Temp Workers Say Verizon Underpaid Them

     PHILADELPHIA (CN) — A federal class action claims Verizon dodged paying overtime to workers who filled in during a recent high-profile union strike by misclassifying them as independent contractors.
     The class-action lawsuit filed Thursday in Eastern Pennsylvania Federal Court alleges Verizon used a “fissured employment” scheme to shed its responsibility of paying workers the time-and-a-half overtime rate required under federal law, even though the temporary workers routinely clocked as many as 91 hours a week.
     Through this system, Verizon allegedly classified employees who filled in during the union strike as independent contractors of three subordinate companies – Tesinc, Evans Splicing and PS Splicing – even though it still made the workers follow Verizon’s “exacting” procedures.
     This let Verizon dodge the increased cost of employees working more than 40 hours per week while distancing itself from legal responsibility, according to the complaint.
     However, the named plaintiffs, led by Robert Donoghue, say this method should not get around established federal law, arguing “it is the economic reality of the relationship – not Verizon’s self-serving labels – that controls whether plaintiffs met the definition of an ’employee’ under the [Fair Labor Standards Act, or FLSA] and comparable state and wage hour laws.”
     On April 13, roughly 36,000 Verizon workers began a strike that stretched through states on the East Coast, from Massachusetts to Virginia.
     The strike would not end for nearly seven weeks, leading Verizon to hire replacement wireline workers to help keep service to customers of the country’s largest wireless carrier, Thursday’s class action states.
     Pointing to a Verizon press release, the class says Verizon had actually been preparing for the strike ahead of time, training non-union workers in its repair procedures before it began.
     During the strike, the named plaintiffs and members of the class they represent worked as replacement wireline workers who were tasked with maintaining and repairing the copper and fiber cables Verizon uses to deliver television, phone and Internet services to its customers, according to the complaint.
     While the telecom giant classified the temporary workers as independent contractors, the named plaintiffs say they underwent similar procedures as traditional employees.
     “For example, defendants ran through background checks on plaintiffs and the class members, made them complete I-9 employee eligibility verification forms, required them to participate in mandatory ‘on-boarding’ programs and safety meetings, withheld money from their paychecks for workers’ compensation and took other deductions from their pay,” the workers claim in the complaint.
     Verizon acted as a joint employer of the temporary workers along with Tesinc, Evans and PS Splicing, and together these companies failed to give the workers the overtime pay to which they were entitled, the class claims in the 28-page lawsuit.

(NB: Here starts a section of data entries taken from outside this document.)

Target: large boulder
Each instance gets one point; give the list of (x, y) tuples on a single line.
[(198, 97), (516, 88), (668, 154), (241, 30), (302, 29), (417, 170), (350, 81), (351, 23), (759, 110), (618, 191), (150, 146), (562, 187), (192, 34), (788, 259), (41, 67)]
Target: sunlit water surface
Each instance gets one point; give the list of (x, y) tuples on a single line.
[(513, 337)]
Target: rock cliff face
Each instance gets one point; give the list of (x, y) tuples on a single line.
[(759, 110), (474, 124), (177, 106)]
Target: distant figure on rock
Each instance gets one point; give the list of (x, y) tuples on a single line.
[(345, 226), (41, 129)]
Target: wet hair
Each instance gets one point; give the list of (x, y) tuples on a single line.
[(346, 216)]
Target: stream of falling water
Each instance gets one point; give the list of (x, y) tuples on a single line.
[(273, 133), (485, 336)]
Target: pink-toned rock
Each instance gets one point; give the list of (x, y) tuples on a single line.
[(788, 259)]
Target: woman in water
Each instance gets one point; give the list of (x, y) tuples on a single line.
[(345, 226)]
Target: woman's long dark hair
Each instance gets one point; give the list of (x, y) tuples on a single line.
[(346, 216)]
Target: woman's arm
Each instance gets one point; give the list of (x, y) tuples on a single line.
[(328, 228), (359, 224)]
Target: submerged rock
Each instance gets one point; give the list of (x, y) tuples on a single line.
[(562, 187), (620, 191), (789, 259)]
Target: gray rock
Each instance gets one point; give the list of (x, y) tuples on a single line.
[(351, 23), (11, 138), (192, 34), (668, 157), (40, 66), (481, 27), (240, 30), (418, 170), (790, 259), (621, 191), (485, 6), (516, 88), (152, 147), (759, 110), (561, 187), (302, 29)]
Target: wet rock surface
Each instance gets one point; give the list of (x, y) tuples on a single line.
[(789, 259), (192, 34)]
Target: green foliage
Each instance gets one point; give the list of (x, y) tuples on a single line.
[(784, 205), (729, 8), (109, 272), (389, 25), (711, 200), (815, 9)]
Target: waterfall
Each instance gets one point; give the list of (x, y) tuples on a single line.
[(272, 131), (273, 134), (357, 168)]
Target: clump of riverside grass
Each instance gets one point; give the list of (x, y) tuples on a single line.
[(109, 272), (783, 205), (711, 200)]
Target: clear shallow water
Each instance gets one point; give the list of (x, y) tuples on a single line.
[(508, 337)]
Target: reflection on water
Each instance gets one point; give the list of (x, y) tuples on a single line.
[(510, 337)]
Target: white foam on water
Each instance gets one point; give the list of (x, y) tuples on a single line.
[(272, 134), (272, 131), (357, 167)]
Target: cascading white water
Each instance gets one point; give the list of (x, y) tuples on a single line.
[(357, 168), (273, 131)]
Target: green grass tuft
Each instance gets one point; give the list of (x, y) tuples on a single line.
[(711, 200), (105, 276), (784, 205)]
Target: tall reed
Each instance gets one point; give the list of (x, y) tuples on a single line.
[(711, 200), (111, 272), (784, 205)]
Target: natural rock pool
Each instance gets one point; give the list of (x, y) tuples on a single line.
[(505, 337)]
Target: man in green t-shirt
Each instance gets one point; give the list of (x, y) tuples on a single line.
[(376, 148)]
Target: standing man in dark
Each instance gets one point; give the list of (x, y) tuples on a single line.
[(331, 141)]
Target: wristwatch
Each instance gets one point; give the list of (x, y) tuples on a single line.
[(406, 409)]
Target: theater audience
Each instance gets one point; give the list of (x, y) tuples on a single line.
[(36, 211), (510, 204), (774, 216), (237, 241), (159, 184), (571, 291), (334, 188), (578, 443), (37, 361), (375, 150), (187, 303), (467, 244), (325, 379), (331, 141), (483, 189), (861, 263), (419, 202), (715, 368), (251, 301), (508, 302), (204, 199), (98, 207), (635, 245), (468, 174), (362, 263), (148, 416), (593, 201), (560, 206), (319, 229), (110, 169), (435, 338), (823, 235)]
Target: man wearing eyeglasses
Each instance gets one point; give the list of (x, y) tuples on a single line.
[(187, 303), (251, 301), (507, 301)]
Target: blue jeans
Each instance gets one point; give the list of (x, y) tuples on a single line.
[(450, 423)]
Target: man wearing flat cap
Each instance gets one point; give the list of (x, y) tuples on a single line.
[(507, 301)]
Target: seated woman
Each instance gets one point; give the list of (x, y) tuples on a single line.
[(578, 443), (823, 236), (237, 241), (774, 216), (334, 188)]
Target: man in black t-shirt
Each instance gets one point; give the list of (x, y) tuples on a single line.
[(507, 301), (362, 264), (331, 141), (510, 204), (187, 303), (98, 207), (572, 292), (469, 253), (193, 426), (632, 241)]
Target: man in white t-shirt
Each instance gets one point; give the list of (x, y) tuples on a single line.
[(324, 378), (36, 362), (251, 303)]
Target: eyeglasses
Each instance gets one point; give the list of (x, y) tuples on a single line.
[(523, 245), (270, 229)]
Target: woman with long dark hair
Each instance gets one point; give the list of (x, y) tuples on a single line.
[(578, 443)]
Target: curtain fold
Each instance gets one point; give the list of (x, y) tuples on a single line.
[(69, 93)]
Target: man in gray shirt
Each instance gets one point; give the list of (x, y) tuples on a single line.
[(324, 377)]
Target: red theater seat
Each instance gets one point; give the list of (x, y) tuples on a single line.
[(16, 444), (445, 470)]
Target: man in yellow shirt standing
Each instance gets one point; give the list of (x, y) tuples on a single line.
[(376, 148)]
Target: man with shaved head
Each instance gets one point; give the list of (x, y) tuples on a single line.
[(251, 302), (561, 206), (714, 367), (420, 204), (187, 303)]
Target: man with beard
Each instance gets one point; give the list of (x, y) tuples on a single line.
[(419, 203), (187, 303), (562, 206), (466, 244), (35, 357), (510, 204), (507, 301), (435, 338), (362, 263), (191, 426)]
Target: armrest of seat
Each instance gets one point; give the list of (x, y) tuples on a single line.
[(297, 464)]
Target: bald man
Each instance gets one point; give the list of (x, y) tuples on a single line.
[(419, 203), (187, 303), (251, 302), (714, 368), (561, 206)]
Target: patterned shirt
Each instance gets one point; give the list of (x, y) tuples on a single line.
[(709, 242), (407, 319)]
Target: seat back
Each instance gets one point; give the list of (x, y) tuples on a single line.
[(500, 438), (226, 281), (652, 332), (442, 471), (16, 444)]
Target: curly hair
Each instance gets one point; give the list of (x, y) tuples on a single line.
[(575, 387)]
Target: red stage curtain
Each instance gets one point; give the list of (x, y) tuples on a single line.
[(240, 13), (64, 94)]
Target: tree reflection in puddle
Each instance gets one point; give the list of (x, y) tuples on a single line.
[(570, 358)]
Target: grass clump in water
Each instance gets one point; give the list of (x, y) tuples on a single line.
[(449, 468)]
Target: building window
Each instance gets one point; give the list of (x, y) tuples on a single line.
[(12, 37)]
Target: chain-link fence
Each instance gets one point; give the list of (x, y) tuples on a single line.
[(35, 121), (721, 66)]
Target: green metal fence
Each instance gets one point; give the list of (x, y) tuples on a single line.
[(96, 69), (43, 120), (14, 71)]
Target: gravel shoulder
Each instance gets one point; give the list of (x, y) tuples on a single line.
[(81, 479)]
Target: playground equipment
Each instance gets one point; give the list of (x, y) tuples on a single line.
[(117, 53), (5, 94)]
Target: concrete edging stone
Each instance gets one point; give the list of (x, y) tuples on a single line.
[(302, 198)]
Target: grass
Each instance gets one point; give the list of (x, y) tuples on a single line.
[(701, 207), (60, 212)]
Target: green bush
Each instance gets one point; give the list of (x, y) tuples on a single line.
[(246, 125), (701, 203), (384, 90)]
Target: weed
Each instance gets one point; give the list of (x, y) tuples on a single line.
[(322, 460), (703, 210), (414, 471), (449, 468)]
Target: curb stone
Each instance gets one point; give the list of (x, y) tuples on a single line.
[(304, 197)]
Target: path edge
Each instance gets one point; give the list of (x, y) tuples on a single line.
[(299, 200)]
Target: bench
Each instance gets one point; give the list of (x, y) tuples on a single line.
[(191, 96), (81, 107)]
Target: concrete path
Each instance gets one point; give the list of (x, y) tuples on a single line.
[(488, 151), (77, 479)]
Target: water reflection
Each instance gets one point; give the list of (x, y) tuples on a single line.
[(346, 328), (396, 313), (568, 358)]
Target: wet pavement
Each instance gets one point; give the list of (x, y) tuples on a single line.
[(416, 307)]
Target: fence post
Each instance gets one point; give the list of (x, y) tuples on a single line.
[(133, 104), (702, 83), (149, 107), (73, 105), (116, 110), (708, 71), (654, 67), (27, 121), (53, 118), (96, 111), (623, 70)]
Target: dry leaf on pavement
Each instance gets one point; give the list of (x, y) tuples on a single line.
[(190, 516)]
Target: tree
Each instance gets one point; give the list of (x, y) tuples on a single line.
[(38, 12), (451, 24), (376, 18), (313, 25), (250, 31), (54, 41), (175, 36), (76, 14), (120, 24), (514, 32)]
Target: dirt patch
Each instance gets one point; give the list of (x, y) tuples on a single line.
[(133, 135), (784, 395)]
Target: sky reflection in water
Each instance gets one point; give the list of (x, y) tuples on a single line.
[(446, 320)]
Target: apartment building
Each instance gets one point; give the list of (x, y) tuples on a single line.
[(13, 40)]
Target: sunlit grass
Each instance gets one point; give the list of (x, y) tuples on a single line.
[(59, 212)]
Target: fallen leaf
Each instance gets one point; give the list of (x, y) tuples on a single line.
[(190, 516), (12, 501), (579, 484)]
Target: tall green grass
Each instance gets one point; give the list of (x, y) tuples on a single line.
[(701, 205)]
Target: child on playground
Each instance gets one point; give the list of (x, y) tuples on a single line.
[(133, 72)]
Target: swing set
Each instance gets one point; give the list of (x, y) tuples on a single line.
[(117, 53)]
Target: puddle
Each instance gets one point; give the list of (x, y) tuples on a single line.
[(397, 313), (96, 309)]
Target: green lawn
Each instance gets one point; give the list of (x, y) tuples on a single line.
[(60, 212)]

     The plaintiffs seek unpaid overtime wages they say are owed to them, as well as compensatory and liquidated damages to be determined for violations of the Fair Labor Standards Act as well as Pennsylvania and New Jersey wage laws. They are represented by David Cohen of Stephan Zouras LLP in Philadelphia.
     Verizon declined to comment on the lawsuit, saying it does not comment on ongoing litigation.